Photothermal properties and photothermal conversion performance of nano-enhanced paraffin as a phase change thermal energy storage material

The paraffin incorporation in device of glass envelope allows the thermal regulation, increasing the thermal comfort and energy efficiency of buildings. Addition of nanoparticles has an advanced application prospect in the field of solar energy collection and storage capacity of glass envelope systems filled with paraffin. The present study conducts an experimental and numerical investigation in order to study photothermal properties of the paraffin incorporated ZnO or CuO nanoparticles. An experimental and theoretical model is also established to analyze the effect of nanoparticles on the thermophysical and optical properties of nano-enhanced paraffin. The results show that due to the presence of the nanoparticles, the transmittance of nano-enhanced paraffin decreases. On the other hand, temperature increment results in a small rise in the transmittance of nano-enhanced paraffin. The results also indicate that the utilized nanoparticles exhibit a higher attenuation to light, and the scattering effect cannot be avoided, where the maximum scattering proportion is 6.3%. Improvements of 5.87 and 13.12% in thermal conductivity of nano-enhanced paraffin at the volume fraction of 5 x 10(-4) vol% are obtained using ZnO and CuO nanoparticles, respectively.

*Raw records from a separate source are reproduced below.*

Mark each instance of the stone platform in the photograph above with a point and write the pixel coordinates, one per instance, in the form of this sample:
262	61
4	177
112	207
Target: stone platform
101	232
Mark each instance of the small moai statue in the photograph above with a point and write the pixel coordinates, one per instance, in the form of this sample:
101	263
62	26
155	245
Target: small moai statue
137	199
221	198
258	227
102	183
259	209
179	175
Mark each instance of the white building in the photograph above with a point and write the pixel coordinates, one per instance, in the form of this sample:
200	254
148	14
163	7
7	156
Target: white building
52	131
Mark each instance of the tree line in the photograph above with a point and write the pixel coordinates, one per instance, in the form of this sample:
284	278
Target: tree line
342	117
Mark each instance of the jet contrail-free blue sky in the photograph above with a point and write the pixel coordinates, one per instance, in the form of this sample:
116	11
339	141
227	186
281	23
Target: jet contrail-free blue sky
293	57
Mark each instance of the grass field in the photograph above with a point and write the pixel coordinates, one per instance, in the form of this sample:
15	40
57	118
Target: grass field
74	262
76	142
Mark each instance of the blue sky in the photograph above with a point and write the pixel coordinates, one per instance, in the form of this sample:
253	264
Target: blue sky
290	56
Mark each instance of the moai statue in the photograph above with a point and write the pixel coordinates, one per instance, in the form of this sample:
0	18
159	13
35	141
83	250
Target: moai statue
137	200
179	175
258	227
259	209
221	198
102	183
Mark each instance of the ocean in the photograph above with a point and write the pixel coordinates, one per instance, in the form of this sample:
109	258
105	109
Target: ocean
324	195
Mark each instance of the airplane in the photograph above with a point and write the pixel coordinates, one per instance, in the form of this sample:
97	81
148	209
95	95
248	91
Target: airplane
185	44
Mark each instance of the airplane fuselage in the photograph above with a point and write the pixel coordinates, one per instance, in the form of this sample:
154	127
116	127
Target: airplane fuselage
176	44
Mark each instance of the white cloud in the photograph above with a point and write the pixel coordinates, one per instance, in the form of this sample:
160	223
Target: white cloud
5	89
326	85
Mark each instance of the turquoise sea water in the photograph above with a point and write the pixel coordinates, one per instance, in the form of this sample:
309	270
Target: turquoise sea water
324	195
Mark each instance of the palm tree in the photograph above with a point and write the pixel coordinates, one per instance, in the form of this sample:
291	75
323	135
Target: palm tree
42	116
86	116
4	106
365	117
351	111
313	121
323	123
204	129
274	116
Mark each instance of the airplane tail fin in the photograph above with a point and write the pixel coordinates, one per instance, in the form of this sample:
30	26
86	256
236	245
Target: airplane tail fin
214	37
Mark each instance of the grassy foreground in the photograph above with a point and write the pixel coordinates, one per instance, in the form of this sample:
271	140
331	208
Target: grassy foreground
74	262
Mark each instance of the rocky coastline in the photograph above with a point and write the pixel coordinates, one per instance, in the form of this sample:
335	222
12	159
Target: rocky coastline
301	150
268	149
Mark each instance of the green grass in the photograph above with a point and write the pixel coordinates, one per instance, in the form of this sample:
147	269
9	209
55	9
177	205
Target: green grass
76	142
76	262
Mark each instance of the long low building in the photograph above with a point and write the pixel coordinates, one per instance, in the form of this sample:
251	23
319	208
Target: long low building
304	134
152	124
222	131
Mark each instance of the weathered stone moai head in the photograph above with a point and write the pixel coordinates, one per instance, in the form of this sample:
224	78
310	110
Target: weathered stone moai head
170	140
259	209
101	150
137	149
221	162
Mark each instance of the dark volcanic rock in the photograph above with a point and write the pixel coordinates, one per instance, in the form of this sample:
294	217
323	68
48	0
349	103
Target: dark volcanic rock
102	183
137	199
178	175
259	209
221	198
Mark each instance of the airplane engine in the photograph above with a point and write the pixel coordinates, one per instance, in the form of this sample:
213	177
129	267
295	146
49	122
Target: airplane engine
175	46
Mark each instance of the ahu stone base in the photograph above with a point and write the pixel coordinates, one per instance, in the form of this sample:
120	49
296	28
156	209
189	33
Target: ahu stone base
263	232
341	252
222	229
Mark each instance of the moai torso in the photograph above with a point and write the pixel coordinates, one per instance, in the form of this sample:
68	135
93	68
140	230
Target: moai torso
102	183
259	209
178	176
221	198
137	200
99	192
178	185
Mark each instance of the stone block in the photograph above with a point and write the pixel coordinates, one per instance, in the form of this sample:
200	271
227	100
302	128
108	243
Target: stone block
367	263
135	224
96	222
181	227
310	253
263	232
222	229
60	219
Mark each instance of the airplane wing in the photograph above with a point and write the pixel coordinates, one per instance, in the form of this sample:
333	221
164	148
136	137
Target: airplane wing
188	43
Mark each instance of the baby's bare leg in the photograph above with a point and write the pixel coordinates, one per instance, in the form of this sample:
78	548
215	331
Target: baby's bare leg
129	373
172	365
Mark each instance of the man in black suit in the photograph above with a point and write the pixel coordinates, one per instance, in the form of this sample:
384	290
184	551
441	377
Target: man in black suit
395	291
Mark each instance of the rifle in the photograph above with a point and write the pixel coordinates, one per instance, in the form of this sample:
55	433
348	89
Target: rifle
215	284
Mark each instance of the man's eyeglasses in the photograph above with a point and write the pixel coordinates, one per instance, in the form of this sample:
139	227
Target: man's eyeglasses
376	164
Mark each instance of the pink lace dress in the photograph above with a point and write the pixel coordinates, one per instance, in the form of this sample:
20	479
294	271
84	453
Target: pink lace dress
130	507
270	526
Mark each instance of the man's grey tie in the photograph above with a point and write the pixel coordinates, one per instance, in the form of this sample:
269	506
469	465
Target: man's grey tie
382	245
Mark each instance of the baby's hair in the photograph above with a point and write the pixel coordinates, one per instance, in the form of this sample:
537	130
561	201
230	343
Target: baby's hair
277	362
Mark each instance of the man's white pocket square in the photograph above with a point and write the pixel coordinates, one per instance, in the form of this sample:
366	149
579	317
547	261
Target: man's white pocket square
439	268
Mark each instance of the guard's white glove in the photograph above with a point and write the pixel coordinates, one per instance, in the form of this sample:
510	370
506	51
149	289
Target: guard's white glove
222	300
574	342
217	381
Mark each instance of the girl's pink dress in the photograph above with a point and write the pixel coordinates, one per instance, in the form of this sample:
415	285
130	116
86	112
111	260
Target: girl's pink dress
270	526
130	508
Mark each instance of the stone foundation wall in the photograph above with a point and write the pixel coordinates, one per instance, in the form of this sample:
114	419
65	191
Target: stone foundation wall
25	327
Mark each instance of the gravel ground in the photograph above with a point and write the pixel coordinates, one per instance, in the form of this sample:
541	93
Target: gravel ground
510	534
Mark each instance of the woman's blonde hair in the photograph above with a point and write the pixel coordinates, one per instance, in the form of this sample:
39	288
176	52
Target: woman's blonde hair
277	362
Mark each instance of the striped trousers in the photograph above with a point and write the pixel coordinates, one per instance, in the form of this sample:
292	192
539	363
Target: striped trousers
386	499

The evaluation of the photothermal performance based on the temperature variations shows that the CuO/paraffin can absorb more solar energy. The optimum photothermal performance can be satisfied by the nanoparticle volume fraction ranging from 5 x 10(-4)to 1.5 x 10(-3) vol%.

Automated summary

The addition of nanoparticles decreases the transmittance of nano-enhanced paraffin while a small rise in transmittance occurs with temperature increment. ZnO and CuO nanoparticles can improve the thermal conductivity of nano-enhanced paraffin. CuO/paraffin can absorb more solar energy, and the optimal photothermal performance can be achieved by adjusting the nanoparticle volume fraction.